Tive a oportunidade de conversar com o técnico de som do Hocico (que por sinal foi muito atencioso com os fãs) para que pudesse autografar meus discos e cds. Acabei sendo conduzido por ele até a dupla mexicana, para que pudesse também, trocar algumas idéias. A primeira impressão foi que estava ali, conversando com duas pessoas humildes e profissionais, que inicialmente mostraram preocupação com a casa de shows no Rio de Janeiro após os problemas ocorridos no show em São Paulo. Iniciamos uma conversa que se alongou naturalmente. Procurei incentivá - los, falando brevemente das particularidades da cidade maravilhosa. A conversa acabou transformando em uma breve entrevista que divido aqui com os caros leitores:
R.Nacht - O Hocico é conhecido e reconhecido no mundo todo. Seu sucesso no Brasil cresceu assim como seu sucesso em outros países. Qual foi a sensação de confirmar o show da banda em território Brasileiro?

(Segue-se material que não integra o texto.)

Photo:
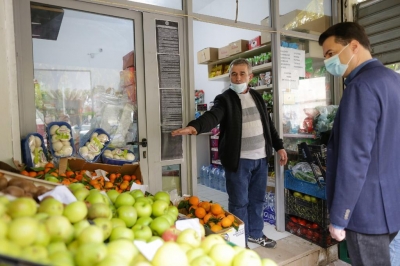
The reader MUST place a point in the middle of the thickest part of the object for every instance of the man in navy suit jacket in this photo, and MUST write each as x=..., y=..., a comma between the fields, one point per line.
x=363, y=160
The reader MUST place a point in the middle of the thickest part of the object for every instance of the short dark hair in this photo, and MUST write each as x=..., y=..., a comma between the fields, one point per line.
x=241, y=61
x=345, y=32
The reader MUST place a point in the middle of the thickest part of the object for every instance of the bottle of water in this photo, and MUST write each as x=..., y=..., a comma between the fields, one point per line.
x=216, y=178
x=222, y=180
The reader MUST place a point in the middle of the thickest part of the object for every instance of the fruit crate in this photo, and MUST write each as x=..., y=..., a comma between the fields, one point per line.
x=306, y=207
x=308, y=188
x=317, y=235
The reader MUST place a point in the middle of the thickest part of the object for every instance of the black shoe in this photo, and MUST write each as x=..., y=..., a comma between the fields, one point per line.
x=263, y=241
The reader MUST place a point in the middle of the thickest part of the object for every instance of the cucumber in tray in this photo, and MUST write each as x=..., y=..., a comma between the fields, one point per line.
x=305, y=176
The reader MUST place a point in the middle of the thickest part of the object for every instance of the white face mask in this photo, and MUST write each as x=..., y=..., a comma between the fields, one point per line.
x=238, y=88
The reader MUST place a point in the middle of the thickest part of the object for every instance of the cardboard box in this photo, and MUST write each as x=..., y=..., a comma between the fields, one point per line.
x=238, y=46
x=223, y=52
x=254, y=43
x=76, y=164
x=127, y=77
x=207, y=55
x=128, y=60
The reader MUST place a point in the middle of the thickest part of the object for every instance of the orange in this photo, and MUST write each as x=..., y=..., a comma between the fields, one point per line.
x=231, y=217
x=193, y=200
x=216, y=209
x=24, y=172
x=200, y=212
x=206, y=205
x=226, y=222
x=216, y=228
x=207, y=217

Erk Aicrag - Obrigado por vir ao show. O Hocico é uma banda latina e vemos os brasileiros como irmãos. Quando confirmamos o show no Brasil foi uma grande alegria. Há 10 anos estamos esperando por isso, e dessa vez conseguimos vir. Temos muitos amigos aqui e sabemos que o público brasileiro aguardava nosso show. Ficamos honrados com o convite e aqui estamos.

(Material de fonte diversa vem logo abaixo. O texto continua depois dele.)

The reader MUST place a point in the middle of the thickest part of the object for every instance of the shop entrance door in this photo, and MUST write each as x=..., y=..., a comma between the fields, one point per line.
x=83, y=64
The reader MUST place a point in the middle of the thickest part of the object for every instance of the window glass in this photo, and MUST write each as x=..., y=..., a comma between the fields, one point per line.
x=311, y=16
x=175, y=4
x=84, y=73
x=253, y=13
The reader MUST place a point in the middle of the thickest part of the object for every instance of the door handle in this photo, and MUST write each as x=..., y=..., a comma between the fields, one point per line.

R.Nacht - Ficou evidente que a banda perdeu o entusiasmo devido aos problemas técnicos e isso é totalmente compreensivo. O que vocês poderiam falar sobre isso?

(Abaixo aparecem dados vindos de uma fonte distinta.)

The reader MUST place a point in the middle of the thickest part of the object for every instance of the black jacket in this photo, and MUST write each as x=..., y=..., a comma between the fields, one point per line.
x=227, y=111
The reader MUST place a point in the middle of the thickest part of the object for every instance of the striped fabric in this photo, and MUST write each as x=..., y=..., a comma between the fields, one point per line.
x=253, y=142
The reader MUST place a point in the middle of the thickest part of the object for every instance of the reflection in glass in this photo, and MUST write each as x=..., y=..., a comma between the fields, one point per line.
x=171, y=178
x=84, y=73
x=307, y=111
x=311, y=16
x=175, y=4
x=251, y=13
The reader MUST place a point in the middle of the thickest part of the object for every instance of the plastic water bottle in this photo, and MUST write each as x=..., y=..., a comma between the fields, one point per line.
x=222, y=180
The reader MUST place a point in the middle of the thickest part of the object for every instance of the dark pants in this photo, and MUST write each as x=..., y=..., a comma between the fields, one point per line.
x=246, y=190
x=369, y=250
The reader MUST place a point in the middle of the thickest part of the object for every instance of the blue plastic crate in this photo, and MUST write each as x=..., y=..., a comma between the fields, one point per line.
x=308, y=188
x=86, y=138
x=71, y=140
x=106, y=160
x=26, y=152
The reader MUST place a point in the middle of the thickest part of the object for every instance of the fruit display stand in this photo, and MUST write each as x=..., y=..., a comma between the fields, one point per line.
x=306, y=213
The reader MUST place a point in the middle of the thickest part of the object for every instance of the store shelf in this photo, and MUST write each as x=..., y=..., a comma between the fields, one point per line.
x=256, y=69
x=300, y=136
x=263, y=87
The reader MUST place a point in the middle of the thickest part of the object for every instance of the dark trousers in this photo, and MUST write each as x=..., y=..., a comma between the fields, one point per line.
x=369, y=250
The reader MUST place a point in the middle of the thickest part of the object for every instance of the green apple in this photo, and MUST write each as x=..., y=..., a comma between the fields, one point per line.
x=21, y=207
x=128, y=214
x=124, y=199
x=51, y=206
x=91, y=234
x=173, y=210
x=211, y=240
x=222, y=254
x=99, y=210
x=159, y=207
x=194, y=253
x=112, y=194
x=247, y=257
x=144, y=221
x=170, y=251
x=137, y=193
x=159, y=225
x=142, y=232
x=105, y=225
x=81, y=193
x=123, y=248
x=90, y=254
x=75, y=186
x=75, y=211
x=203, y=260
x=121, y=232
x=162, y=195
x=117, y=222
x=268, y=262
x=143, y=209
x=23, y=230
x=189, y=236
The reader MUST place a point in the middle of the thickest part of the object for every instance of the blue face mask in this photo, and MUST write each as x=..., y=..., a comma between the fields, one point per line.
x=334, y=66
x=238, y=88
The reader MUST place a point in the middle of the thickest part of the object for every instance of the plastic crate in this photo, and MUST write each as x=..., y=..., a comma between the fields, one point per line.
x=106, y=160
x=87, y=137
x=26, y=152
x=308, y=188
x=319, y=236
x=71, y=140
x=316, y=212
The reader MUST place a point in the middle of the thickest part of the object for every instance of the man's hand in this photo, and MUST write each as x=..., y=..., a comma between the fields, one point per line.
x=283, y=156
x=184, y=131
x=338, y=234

Erk Aicrag - É uma pena que os problemas técnicos atrapalharam o show. Gostaríamos de cantar várias músicas mas fomos impossibilitados. É uma pena. Imaginamos que nosso show traria mais público. Estamos acostumados a tocar em grandes eventos e por acreditarmos que o Hocico era tão aguardado pelo fãs brasileiros, achamos que viriam mais pessoas. Independente disso fizemos muitos amigos no Brasil e esperamos uma nova oportunidade para voltar, se assim quiserem.
R. Nacht - Se depender do público brasileiro, o Hocico virá sempre. Sei que a gravadora e os compromissos junto ao Rabia Sorda em um show na Alemanha o fizeram chegar em cima da hora para poderem cuidar dos preparativos para o show. Evidentemente que você já está acostumado com essa rotina. Você atribui a falta de tempo como um fator que contribuiu para os problemas técnicos ocorrerem?
Erk Aicrag - Como você mesmo disse, já estou acostumado com esse tipo de coisa. Viajar faz parte da nossa rotina e trabalhamos muito. Viajar na Europa é mais fácil e o profissionalismo é grande. Já tivemos problemas técnicos parecidos em vários locais, porém é desagradável quando eles acontecem independente do lugar. Fiquei decepcionado de ver os problemas acontecendo aqui. É a primeira vez que tocamos no Brasil e não poderíamos errar. Talvez com mais tempo poderíamos amenizar os problemas, mas não acho que isso foi o fator determinante.
R.Nacht - Uma última pergunta: Os fãs brasileiros poderão aguardar um novo show no Brasil?
Erk Aicrag - Faremos um show no Rio de Janeiro amanhã e esperamos que tudo dê certo. Gostaríamos muito de tocar no Brasil mais uma vez. Torcemos para que isso aconteça em breve e que os fãs brasileiros não esperem mais 10 anos para que isso aconteça.
Ali nos despedimos e dali sai com a certeza de que o saldo final foi extremamente positivo.
Independente dos problemas ocorridos durante o show, gostaria de parabenizar a Dark Dimension pela iniciativa de trazer o Hocico ao Brasil. Agradeço também ao amigo e ativista Wandeclayt que cedeu espaço no Overclock Zine para essas meras impressões.